Derivative Claims Flashcards
Overview of derivate claims by shareholders
Who is the correct claimant generally in claims where a wrong has been done against the company?
The company
What is the effect of derivative claims under s 260?
Shareholders can bring claims on behalf of the company where the directors have breached their statutory duty.
Who receives any remedy granted under a derivative claim?

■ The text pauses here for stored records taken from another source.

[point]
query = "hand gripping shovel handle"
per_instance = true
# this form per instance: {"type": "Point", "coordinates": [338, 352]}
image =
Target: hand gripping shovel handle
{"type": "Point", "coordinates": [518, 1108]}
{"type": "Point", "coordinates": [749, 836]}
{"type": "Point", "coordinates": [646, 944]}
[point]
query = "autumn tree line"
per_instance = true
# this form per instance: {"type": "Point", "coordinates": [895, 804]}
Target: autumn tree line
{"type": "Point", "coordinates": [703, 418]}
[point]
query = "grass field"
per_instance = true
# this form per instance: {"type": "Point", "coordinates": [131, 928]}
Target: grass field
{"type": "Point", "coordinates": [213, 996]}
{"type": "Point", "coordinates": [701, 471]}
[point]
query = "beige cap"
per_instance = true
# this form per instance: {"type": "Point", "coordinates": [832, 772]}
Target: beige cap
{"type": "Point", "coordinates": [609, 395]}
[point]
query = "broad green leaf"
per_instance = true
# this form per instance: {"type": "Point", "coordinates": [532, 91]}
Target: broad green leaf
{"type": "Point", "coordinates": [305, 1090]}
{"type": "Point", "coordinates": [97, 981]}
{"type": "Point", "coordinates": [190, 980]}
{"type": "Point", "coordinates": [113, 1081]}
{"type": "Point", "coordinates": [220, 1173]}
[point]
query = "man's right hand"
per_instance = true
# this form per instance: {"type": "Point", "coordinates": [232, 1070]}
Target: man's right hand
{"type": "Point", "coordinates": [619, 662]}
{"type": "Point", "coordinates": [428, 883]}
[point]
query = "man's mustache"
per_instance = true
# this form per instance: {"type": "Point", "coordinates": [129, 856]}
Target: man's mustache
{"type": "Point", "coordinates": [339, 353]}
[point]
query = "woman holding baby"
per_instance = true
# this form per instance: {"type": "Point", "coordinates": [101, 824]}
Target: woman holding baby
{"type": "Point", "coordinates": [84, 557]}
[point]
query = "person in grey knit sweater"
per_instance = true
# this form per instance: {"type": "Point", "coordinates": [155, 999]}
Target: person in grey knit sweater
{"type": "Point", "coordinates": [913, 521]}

The company - not the shareholder bringing the claim
When can a derivative claim be brought?
Arises from breach of duty, trust, actual or proposed act or omission of negligence or default from director
Director does not need to benefit personally from act for claim to be brought
Who can a derivative claim be brought against?
Directors or another person (in narrow circumstances)
Who may bring a derivative claim?
- member at time or after time of breach
- not a member who was a member at the time of breach but is no longer a member
What is the first stage of court approval in relation to a derivative claim?
Permission must be obtained from the court.
To do so, shareholder must make out a prima facie case.
What factors will the court consider at the first stage of a derivative claim in deciding whether or not to grant permission?
- would a person seeking to promote the success of the company bring the claim
- is the member acting in good faith
- would the act/omission of the director be ratified by the company
What is the second stage of court approval in relation to a derivative claim?
Court will considered detailed criteria in relation to claim.
Particularly evidence from members who are not involved in the claim.
What happens if a derivative claim passes both stages of court approval?